Abstract
We report an unusual presentation of primary biliary cirrhosis. We present the case of a 31-year-old Indian woman who presented to the hospital with non specific complaints of gastritis, reduced appetite and marked weight loss and no complaints of pruritus. Serum liver enzymes were elevated. Cytoplasmic pattern of antinuclear antibodies was found on immunofluorescence microscopy accompanied by positive anti smooth muscle antibody. Endoscopy revealed esophageal varices. Following a liver biopsy, the diagnosis of primary biliary cirrhosis was made. It is important to consider the diagnosis of hepatic cirrhosis when patient presents with gastritis, reduced appetite and marked weight loss in both the presence and absence of ascites.

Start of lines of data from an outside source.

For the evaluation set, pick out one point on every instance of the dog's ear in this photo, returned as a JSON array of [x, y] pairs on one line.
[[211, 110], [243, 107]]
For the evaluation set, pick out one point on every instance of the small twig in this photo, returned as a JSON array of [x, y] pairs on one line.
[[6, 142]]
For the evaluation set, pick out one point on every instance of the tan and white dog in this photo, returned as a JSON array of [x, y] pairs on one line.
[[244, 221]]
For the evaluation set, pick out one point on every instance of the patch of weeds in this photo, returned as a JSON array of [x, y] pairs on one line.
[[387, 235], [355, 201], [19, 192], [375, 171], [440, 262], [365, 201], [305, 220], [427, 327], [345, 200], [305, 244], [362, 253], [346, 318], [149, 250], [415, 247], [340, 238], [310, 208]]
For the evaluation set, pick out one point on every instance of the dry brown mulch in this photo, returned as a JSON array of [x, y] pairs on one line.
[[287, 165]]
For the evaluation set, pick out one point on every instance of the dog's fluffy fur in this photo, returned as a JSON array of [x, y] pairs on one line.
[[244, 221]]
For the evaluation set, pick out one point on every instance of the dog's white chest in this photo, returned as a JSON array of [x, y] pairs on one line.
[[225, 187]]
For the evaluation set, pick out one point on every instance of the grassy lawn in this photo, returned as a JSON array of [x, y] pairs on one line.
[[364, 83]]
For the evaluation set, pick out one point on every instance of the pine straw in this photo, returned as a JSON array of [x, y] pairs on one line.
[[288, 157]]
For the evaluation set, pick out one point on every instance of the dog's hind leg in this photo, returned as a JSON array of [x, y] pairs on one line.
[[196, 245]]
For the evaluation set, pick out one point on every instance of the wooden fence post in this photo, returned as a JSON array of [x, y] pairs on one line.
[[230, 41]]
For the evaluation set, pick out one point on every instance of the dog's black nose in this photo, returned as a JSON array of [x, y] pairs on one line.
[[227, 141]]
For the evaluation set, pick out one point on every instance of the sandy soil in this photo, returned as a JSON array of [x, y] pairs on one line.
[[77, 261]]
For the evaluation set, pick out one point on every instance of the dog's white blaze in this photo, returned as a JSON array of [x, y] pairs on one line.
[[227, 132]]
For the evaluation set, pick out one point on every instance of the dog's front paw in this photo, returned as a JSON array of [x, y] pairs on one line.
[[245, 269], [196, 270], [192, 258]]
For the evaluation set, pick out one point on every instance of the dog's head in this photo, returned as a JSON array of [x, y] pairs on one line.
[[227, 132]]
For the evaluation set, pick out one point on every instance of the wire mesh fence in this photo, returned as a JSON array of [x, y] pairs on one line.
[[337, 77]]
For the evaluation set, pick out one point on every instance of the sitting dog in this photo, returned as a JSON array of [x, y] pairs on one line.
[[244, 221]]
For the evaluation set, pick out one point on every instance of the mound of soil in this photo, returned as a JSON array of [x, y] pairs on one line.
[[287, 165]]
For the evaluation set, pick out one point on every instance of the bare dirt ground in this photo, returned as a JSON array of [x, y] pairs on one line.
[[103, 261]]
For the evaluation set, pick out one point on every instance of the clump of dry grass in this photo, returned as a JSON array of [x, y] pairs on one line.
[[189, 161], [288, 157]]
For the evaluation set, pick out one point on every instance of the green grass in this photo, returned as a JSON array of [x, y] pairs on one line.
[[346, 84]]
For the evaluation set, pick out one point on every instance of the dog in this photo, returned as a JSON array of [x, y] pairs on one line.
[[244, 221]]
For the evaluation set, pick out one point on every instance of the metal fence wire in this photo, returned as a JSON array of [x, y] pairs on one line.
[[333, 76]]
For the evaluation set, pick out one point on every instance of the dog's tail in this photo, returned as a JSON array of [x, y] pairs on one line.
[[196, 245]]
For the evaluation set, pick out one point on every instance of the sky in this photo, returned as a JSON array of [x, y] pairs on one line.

Keywords: PBC, Primary biliary cirrhosis, Pruritus, ANA, ASMA, AMA
Introduction
Patients with primary biliary cirrhosis (PBC) suffer irritation and swelling of the bile ducts of the liver, blocking the flow of bile, which normally aids digestion. The obstruction damages liver cells and leads to scarring, known as cirrhosis. The specific biological pathways underlying primary biliary cirrhosis are poorly understood. As there are no proven treatments available, the majority of patients require a liver transplant. Clinical awareness of PBC among clinicians and laboratory doctors is essential for early diagnosis and early initiation of treatment. Effective medical therapy with ursodeoxycholic acid, especially begun early in the course of the disease can slow disease progression and extend survival, free of liver transplant in patients who respond to therapy.
Case Report
A 31-year-old woman presented to our hospital for evaluation of gastritis, reduced appetite and marked weight loss. A complete physical examination of systems yielded no relevant findings. The patient’s medical history was unremarkable except for intermittent headache for which she took analgesics. She had no history of liver disease or risk factors for chronic liver disease (blood transfusions, intravenous drug use, high-risk sexual behavior, or current or past alcohol use or smoking history). Two family members from her maternal side had surgery for gallstones.
Physical examination revealed a thin female, 35 kg weight, in no distress. Slight scleral icterus, was observed. The patient’s abdomen was nondistended and nontender; a fluid wave test showed no ascites. The patient’s liver was palpable 2 cm below the right costal margin. Findings on the remainder of her examination were unremarkable.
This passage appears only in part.